In Summary
LASTING POWER. Even in this era when Federer is supposed to be on his last knees, it is only him that can give Djokovic a challenge.
This column was penned a day before an epic semi-final battle at the Australian Open, between Roger Federer and Novak Djokovic. Regardless of the outcome, I still needed to say this.
Five years ago, following a rather humbling exit from a Wimbledon semi-final at the hands of Wilfred Tsonga, I argued in this column that for Federer, the time to blow everyone a kiss and go off with the setting sun, had arrived.
It appeared to me that the motivation was gone and I just did not want to see my hero whipped about the circuit like a rag doll.
What followed after that piece is the heaviest feedback I have received for any of my columns. There was one from a lady whose name I forget, but whose sting ensured her message would neither be forgotten nor reproduced in a family paper.
I do acknowledge, however, that she was right to claim I was quick to write off the greatest tennis player of our generation, just as I was correct in saying, even back then, that in Djokovic, tennis had found a new crown prince.
If he was starting to enter numbers of the entire men’s professional circuit in his phone book back then, he now has them on speed-dial. All of them.

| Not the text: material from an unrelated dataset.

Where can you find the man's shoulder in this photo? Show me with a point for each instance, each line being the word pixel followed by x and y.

In fact, by the time you read this, Djokovic might well have already disposed of Federer in yet another Grand Slam. After all, he has done it five times over the last four years- twice at both Wimbledon and the US Open, and once in the French Open.
But even then, since 2011, Federer has never really gone away. On top of winning Wimbledon in 2012 to take his tally to 17 Grand Slams, he has been to two quarter-finals, five semi-finals and four finals.
If that is not a clear indication that he is still mixing it at the top, then nothing is. Lest we forget, and even if Djokovic has always come out on top when it matters – Grand Slams – Federer is the only man to have checked his incessant run 2015 – in Dubai and Cincinnati.
Let me just say that even if he does not win the Australian Open or go on to claim another slam in the year or two he has left at the top (there I go again writing off the man), Federer is still such an excellent example of longevity. The master is 34 but playing the sharpest I have seen him in recent years, as Tomas Berdych, his Australian Open quarterfinal victim, will attest.
The bus never left him stranded at the bus stop like I said in 2011. Yes, at 34, his physical prowess is surely on the wane, but his game was always more brain than brawn, and in sports it is said your brain deserts you last.
Federer still delivers the kind of top-quality thinking game that endeared us to him. And his kind have this tendency to outlast all types of premature obituaries.